In women, iron deficiency anemia is often caused by blood loss through menstruation. The body needs iron to build red blood cells. If you have low iron reserves and you bleed heavily, you won’t be able make new red blood cells.

In young children, simply not eating enough iron can cause anemia because their growing bodies need more of it. If you’re raising your kids vegan or vegetarian, make sure they get enough. Iron deficiency in children can cause developmental problems.

Fortified cereals, oatmeal, seaweed, and soy are good alternative sources of iron.

Vegetarians and vegans aren’t the only ones who are missing pieces of the food pyramid. Most Americans gobble up bread, cheese, and meat, but ignore fruits and vegetables.
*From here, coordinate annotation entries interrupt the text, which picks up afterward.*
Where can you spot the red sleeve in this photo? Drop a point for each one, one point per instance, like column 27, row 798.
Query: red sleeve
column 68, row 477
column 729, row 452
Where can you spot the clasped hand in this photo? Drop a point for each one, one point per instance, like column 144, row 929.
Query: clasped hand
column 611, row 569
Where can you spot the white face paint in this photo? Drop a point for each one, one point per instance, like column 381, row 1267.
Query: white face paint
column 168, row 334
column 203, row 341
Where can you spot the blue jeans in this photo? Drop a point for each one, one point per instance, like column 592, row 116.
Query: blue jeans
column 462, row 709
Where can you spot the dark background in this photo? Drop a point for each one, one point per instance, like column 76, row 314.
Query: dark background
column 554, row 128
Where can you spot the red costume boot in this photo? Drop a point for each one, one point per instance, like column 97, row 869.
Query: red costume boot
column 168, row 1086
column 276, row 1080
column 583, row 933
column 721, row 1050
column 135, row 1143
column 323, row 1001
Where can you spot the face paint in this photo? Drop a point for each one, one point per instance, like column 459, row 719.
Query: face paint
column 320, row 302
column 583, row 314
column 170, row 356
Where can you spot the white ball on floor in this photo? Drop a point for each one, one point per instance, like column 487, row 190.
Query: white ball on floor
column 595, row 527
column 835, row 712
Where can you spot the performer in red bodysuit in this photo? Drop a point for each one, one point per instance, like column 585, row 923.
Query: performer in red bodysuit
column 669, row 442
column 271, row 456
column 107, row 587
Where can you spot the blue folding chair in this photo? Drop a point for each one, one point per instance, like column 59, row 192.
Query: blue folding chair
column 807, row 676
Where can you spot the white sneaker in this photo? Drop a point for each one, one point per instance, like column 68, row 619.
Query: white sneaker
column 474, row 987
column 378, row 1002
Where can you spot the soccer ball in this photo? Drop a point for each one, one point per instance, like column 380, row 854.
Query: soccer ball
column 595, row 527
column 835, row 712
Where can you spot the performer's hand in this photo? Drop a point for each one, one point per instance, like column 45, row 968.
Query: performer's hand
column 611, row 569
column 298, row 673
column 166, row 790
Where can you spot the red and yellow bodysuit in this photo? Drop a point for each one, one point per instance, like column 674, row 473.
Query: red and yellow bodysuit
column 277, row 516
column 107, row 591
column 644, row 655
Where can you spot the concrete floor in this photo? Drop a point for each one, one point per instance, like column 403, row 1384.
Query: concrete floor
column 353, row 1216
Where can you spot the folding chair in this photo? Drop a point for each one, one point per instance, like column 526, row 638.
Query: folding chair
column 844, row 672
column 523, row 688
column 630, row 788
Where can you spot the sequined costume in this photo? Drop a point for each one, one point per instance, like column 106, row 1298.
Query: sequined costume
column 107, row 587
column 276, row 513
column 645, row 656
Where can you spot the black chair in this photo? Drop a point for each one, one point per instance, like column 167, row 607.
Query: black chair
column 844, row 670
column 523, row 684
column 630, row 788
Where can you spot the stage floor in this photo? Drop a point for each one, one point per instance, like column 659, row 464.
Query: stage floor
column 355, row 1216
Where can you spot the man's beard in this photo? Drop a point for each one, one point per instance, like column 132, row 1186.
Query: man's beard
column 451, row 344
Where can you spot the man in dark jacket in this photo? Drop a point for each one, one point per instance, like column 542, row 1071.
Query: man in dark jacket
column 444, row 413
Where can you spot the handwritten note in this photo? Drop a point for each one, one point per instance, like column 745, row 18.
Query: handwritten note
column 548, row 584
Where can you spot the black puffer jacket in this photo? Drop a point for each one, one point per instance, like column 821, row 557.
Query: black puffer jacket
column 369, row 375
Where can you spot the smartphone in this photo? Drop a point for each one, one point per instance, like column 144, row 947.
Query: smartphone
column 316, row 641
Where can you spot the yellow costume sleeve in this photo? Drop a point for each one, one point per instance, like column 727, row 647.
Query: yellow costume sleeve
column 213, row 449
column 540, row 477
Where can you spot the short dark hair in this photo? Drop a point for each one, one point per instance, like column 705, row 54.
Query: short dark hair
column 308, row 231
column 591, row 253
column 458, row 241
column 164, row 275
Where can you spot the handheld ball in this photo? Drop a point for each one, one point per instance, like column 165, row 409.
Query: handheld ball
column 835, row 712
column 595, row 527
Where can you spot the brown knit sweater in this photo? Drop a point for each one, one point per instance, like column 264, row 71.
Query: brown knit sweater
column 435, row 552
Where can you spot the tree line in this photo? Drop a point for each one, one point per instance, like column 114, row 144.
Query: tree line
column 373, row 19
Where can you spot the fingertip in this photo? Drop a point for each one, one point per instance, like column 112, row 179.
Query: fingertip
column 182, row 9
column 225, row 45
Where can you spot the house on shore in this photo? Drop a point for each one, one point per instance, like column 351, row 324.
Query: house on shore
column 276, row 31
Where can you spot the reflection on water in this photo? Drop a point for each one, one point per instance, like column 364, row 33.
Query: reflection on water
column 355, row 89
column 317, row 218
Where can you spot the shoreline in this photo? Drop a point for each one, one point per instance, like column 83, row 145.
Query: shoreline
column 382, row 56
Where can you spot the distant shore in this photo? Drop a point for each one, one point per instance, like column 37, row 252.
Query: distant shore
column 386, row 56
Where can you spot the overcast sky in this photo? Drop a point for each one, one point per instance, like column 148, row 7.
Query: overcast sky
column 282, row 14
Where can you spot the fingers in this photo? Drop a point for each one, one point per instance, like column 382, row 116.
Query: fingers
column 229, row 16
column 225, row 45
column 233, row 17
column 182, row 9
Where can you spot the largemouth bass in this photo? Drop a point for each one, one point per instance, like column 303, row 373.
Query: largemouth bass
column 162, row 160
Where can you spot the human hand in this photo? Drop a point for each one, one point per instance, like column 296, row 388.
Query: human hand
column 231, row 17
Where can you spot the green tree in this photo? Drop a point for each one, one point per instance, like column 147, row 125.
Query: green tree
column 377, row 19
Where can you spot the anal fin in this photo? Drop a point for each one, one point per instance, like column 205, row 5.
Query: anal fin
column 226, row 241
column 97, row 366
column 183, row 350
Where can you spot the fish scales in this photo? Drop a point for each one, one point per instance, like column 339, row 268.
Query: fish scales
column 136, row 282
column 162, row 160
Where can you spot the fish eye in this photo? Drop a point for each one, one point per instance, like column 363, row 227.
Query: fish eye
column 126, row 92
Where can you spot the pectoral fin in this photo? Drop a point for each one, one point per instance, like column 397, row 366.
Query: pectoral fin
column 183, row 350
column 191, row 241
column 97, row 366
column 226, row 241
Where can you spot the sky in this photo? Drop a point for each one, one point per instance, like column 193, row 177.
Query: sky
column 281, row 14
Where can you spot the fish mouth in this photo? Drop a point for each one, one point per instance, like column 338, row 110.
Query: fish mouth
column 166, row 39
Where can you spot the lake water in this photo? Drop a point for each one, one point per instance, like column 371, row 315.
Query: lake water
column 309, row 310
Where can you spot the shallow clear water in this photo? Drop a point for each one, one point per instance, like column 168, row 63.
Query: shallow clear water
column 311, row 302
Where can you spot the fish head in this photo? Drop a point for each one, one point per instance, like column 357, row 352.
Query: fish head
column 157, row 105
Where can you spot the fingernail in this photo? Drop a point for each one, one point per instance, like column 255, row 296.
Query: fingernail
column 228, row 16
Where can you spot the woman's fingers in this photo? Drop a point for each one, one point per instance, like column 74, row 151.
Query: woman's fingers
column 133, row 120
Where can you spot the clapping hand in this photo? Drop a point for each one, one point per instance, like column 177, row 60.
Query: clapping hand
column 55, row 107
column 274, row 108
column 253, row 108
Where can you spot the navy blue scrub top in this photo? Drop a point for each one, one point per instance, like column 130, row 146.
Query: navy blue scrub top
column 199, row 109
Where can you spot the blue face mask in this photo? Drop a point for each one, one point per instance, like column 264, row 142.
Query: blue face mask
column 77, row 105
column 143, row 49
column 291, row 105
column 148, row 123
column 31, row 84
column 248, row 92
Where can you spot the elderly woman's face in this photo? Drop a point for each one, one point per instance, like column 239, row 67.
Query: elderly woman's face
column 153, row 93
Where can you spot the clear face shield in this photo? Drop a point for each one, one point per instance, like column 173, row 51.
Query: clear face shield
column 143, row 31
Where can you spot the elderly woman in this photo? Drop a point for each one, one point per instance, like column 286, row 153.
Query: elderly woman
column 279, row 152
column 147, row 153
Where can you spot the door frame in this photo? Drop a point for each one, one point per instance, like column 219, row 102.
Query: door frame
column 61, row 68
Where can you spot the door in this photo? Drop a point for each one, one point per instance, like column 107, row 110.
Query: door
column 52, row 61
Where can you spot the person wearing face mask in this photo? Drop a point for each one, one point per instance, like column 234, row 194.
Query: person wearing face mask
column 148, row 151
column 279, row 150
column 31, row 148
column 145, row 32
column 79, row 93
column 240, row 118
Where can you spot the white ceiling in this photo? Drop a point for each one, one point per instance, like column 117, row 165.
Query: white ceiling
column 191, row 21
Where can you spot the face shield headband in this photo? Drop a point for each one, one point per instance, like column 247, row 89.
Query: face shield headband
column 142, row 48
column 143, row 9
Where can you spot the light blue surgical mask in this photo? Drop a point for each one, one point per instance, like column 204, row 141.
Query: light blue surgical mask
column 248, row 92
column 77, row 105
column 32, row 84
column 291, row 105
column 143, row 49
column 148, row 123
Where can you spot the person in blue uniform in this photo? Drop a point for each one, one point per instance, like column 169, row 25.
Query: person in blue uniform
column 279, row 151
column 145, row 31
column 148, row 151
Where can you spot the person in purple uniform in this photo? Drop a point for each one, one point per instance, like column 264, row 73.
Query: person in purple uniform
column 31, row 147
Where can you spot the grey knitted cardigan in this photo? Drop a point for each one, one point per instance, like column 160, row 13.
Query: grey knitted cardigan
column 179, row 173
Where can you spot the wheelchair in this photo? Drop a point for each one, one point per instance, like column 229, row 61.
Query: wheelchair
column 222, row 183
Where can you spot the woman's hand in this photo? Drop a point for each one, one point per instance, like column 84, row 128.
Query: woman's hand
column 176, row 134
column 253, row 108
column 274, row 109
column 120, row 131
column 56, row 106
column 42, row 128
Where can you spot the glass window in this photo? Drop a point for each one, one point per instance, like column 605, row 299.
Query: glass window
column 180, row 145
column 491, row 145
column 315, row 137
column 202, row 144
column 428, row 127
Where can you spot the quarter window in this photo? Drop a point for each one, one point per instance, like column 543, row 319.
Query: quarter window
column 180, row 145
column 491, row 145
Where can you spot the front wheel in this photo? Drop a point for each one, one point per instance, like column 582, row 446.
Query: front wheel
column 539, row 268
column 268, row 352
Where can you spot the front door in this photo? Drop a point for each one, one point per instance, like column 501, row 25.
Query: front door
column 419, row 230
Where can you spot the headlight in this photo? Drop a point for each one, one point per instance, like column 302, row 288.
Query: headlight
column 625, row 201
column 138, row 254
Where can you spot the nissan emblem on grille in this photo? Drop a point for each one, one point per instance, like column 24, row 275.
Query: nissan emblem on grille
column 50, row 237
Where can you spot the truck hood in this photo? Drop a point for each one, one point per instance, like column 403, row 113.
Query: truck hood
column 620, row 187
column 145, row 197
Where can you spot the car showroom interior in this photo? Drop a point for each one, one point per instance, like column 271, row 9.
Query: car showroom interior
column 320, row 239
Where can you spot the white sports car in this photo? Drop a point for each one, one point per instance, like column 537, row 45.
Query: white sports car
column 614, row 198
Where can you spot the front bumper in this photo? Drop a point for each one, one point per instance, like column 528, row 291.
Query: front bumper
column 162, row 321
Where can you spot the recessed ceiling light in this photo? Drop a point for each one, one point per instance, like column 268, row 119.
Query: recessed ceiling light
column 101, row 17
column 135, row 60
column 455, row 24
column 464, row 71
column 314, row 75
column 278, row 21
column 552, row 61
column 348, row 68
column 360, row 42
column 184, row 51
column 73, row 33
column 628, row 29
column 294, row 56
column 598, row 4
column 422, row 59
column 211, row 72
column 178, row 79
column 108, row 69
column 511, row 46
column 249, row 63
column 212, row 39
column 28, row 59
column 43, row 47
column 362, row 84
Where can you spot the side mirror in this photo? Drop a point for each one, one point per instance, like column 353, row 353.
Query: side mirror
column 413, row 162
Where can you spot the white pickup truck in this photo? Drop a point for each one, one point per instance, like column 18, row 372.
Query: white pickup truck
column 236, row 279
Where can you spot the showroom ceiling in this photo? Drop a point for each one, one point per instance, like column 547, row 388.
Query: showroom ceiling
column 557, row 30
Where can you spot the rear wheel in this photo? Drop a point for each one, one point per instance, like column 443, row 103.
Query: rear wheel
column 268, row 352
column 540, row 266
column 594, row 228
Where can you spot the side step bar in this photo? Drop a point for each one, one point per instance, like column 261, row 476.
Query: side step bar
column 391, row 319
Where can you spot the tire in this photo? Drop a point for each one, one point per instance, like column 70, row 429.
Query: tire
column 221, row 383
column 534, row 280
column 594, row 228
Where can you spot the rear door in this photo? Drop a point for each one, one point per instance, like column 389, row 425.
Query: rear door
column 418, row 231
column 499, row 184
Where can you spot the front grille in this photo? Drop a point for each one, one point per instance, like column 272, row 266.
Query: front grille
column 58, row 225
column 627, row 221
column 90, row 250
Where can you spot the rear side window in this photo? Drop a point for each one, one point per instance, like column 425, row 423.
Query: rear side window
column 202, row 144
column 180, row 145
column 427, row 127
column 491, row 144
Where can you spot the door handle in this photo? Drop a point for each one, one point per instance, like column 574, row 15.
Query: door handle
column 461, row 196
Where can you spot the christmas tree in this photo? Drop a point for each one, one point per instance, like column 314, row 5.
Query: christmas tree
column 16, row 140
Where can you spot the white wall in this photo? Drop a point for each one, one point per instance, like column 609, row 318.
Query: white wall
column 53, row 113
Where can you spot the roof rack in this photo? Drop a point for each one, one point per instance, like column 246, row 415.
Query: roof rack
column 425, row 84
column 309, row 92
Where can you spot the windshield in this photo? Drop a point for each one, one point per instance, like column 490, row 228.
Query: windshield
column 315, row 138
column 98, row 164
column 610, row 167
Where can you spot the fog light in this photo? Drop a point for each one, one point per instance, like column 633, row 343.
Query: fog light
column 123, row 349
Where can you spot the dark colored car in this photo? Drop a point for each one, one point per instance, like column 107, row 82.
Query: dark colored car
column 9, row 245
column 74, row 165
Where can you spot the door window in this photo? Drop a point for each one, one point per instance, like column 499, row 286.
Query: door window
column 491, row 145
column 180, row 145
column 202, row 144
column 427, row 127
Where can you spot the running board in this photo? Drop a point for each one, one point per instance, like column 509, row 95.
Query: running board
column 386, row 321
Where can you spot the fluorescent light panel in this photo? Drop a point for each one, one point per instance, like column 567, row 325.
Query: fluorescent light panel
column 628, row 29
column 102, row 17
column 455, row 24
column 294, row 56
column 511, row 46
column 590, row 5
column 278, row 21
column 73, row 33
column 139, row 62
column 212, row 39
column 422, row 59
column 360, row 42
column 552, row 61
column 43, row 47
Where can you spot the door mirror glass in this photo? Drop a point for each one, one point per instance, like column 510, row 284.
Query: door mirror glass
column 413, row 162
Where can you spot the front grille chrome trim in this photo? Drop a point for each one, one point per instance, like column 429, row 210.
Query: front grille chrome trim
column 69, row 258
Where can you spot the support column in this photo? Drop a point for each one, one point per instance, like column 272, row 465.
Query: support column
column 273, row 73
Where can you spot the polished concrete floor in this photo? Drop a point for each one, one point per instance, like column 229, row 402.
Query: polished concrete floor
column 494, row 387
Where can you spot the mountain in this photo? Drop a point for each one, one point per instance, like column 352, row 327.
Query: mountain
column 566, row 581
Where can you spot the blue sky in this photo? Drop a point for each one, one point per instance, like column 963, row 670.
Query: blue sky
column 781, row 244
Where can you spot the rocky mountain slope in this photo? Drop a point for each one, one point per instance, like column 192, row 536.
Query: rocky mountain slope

While you can find nutrients common in animal products elsewhere, it’s tough to squeeze fruit and vegetable nutrients, like vitamin C and folate, from other sources.

Don’t think you can replace veggies with a vitamin supplement. “The name suggests how you should use it,” Rarback says. “There is much more in food that has been bottled in a pill.” Plants contain phytochemicals, which are not nutrients, per se. They’re naturally occurring chemicals that are believed to prevent disease in people.

To get the nutrition you need from fruit and vegetables, you don’t have to eat the whole cornucopia, Brussels sprouts included: Just eat a lot of what you like. “Even one or two is better than eliminating an entire category altogether,” Bonci says.